A shift towards the planetary health diet would ensure the global food system. The diet can exist within planetary boundariess for food production such as those for climate change, biodiversity loss, land and freshwater use, as well as nutrient cycles.
Transformation of the global food system is urgently needed as more than 3 billion people are malnourished, and food production is exceeding planetary boundaries -- driving climate change, biodiversity loss, pollution due to over-application of nitrogen and phosphorus fertilisers, and unsustainable changes in water and land use.
Human diets inextricably link health and environmental sustainability, and have the potential to nurture both. However, current diets are pushing the Earth beyond its planetary boundaries, while causing ill health.
This puts both people and the planet at risk.
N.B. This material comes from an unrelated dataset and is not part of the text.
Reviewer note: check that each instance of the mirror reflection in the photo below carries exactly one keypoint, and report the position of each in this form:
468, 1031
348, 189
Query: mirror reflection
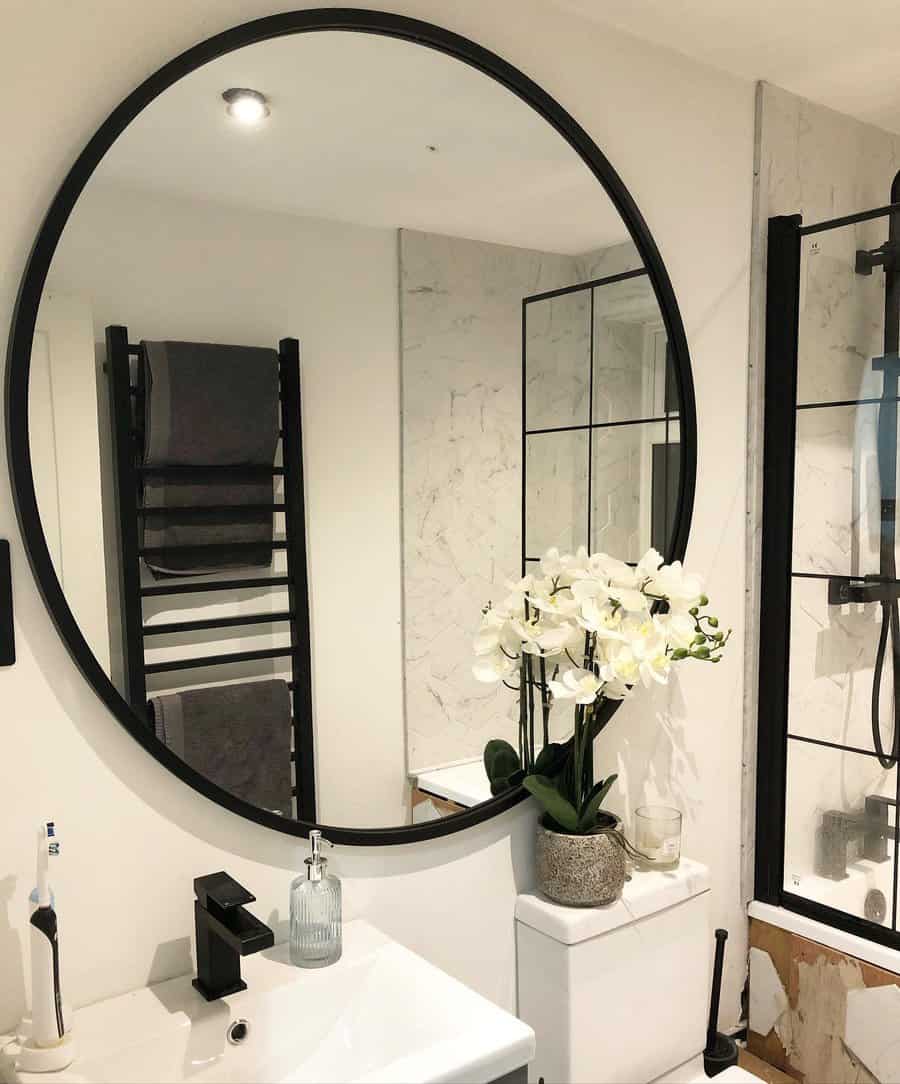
315, 369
Providing healthy diets from sustainable food systems is an immediate challenge as the population continues to grow -- projected to reach 10 billion people by 2050 -- and get wealthier.
"The food we eat and how we produce it determines the health of people and the planet, and we are currently getting this seriously wrong," said Tim Lang, of City, University of London in the UK.
"We need a significant overhaul, changing the global food system on a scale not seen before in ways appropriate to each country's circumstances," said Lang, one of the commission authors.
"The scientific targets we have devised for a healthy, sustainable diet are an important foundation which will underpin and drive this change," he said.
The Commission is a 3-year project that brings together 37 experts from 16 countries with expertise in health, nutrition, environmental sustainability, food systems, economics and political governance.